Why Eating A Pretzel For New Year's Is Considered Good Luck

There are some New Year's good luck traditions that are extremely well known, like sharing a kiss at midnight. Then, there are some less ubiquitous, more regional ones, such as eating a pretzel. For instance, per the Pittsburgh Post-Gazette, many in their area ring in the new year by sharing a big, sugary pretzel of Danish-dough and white icing with nutty or fruity filling at midnight on New Year's Eve. Although they believe the practice to have originated in Germany's southwest, Pittsburgh is among just a few historically German communities that partake stateside. So, for a few days each year, New Year Pretzels are big business in the 'Burgh.

Pittsburgh Magazine also notes this tradition, reemphasizing the belief that it got its start in Europe. The publication claims that consuming a New Year's Pretzel is meant to bring the eater good luck for the entire year to come. What could possibly be the reason behind such a superstition?

Cultural origins

One must look fairly far back in time to find the true start of all this. Per History, the first pretzels were created by the Catholic Church in the 600s to provide a filling replacement for dairy, eggs, and meat during Lent. Monks would also give pretzels out as rewards to high-achieving students, thus cementing their role as a treat. This association with a religious organization gave pretzels an aura of good fortune. So, by the 1600s, European children were wearing pretzels as necklaces on New Year's to capitalize on their apparent luckiness.

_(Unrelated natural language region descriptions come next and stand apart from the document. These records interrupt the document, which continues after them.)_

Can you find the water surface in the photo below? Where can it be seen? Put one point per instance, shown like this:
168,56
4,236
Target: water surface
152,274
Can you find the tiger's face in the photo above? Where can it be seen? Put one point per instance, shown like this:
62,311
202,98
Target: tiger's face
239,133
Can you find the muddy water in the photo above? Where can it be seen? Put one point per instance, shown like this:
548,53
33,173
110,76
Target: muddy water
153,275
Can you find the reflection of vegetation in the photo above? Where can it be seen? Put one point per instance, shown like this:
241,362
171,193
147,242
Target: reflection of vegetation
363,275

The emergence of the New Year Pretzel as we know it today is unsurprisingly a bit more recent. According to Sandusky History, the modern tradition of a New Year's Pretzel began in Sandusky, Ohio at the beginning of the 1900s. Its sizable German population drew on the traditions of their homeland, with one rumor saying their ancestors walked the streets and traded pretzels as a form of saying "hello." Another claim states the shape of the pretzel represents the passage of time, with the circular exterior symbolizing the winter solstice and the inner cross representing the four seasons. Regardless of the inspiration, a number of bakeries in the area all contributed to the tradition's American start. Back then, the pretzels were adorned with intricate braids and eaten at New Year's Day breakfast. The tradition's changed a bit since last century, but the spirit of its well-wishes remains the same!